So, a couple of days ago, AOL started blocking older versions of the ICQ protocol. I noticed this yesterday when my Carrier (the multi-IM client formerly known as FunPidgin, a branch of Pidgin) started telling me I was using too old of a version of my client, to please upgrade. Now, all things said, this is kind of a minor thing . . . I so rarely ever communicate via ICQ with anyone anymore, but I’ve had an ICQ number longer than any other IM identity, and what’s important, dammit, is that the potential for communication via ICQ is there.
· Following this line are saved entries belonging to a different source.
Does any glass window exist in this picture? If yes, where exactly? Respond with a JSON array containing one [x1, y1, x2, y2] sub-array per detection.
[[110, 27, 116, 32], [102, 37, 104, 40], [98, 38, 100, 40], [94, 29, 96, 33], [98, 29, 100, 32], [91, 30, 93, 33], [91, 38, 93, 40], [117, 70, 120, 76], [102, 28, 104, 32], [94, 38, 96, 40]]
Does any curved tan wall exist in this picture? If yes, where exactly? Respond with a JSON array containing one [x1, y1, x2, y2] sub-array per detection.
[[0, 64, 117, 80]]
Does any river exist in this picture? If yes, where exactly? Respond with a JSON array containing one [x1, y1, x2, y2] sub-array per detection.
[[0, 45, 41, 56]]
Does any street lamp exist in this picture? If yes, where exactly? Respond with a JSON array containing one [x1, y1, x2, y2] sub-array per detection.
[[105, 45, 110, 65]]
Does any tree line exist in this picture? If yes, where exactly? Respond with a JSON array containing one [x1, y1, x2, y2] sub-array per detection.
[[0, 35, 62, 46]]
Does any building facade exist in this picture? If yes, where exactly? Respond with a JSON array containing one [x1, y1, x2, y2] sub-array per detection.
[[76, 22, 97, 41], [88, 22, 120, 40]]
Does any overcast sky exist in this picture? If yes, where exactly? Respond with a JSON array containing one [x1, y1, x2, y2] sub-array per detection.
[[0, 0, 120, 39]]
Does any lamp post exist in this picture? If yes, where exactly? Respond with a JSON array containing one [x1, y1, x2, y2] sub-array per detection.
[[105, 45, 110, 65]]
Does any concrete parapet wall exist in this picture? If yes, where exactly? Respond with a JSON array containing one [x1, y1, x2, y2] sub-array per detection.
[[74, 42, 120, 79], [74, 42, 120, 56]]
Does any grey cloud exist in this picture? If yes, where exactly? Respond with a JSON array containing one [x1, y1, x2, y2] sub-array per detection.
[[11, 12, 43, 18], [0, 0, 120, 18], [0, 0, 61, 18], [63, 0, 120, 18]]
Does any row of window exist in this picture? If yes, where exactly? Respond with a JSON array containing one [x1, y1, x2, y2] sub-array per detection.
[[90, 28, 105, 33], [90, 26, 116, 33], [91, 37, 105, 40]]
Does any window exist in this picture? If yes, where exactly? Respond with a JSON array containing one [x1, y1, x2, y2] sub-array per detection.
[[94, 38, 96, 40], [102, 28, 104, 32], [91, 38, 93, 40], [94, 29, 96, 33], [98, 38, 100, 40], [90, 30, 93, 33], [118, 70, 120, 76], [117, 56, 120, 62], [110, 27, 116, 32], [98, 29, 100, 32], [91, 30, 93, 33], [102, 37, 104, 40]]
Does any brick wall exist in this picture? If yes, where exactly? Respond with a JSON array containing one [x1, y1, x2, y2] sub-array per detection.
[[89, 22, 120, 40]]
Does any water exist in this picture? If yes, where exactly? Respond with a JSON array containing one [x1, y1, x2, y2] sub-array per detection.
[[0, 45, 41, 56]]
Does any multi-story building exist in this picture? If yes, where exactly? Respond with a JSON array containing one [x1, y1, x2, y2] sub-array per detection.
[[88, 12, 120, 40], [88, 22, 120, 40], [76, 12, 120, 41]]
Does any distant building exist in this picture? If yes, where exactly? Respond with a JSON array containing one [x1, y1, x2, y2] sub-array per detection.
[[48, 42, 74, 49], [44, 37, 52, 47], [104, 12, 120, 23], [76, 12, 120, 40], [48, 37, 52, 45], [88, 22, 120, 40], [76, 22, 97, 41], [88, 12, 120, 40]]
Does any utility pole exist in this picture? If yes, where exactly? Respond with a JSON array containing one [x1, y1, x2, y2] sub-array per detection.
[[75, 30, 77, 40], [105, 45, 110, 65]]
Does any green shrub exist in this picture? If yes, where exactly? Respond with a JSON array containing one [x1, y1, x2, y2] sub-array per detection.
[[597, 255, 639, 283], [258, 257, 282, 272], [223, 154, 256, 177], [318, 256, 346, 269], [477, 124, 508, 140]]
I was still running Carrier 2.5.0, and I discovered today that 2.5.4 was available. I upgraded, hoping that would fix it. Nope. I searched in vain online for information on this, news, fixes, newer code from a repository – something. I found a slashdot article about the ICQ version change thing, which talked about a lot of IM client which I don’t use, and Pidgin’s site says that some folks in some areas were having issues with ICQ, and to just upgrade to 2.5.5, and that pretty much fixed it.
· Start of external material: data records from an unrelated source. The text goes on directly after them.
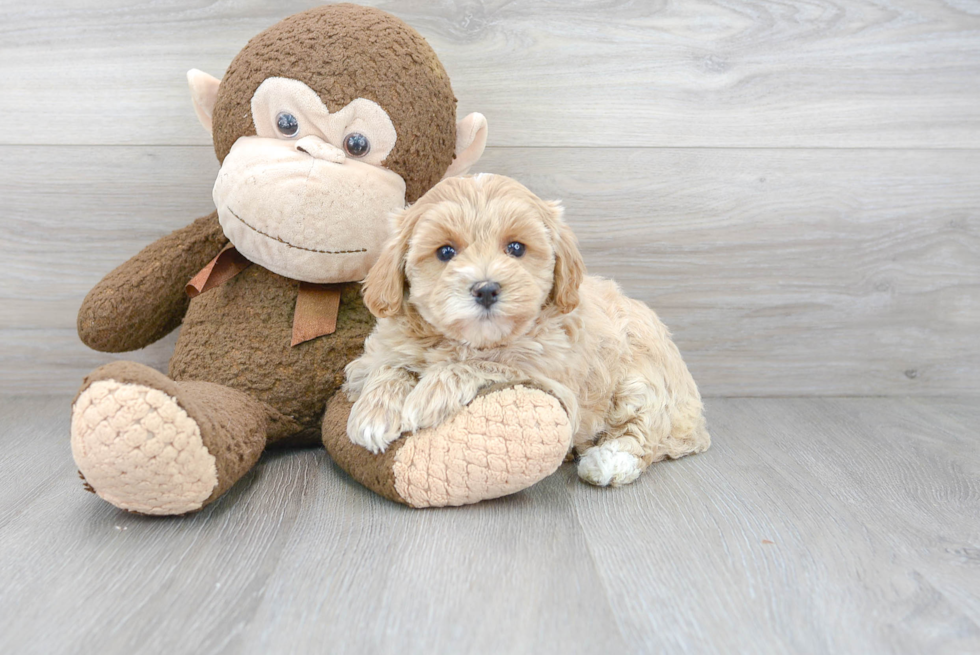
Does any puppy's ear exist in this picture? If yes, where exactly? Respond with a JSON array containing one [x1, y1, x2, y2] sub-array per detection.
[[362, 208, 412, 318], [546, 201, 585, 314]]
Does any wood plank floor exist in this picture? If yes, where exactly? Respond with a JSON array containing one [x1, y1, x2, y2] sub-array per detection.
[[1, 395, 977, 655]]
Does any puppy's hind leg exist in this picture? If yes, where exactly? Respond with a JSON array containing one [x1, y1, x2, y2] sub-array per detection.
[[577, 373, 666, 487], [577, 366, 708, 486]]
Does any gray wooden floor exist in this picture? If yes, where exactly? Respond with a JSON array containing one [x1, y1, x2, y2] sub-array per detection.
[[1, 395, 977, 655]]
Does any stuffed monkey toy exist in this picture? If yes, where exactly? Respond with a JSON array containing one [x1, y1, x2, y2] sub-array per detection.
[[71, 4, 571, 514]]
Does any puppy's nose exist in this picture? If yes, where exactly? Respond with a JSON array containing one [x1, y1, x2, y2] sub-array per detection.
[[471, 281, 501, 308]]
So, after some experimentation and fiddling around, if you want to fix your Carrier 2.5.4 to work with ICQ again . . . simply get the Pidgin 2.5.5 client, install it somewhere (another machine or something – I used a virtual machine, thank you VMWare) where it won’t muck with your main Carrier install, and them simply grab the liboscar.dll from the new Pidgin 2.5.5 install and replace the liboscar.dll in your Carrier install with it. Start up Carrier and re-enable ICQ, and things should be fine again.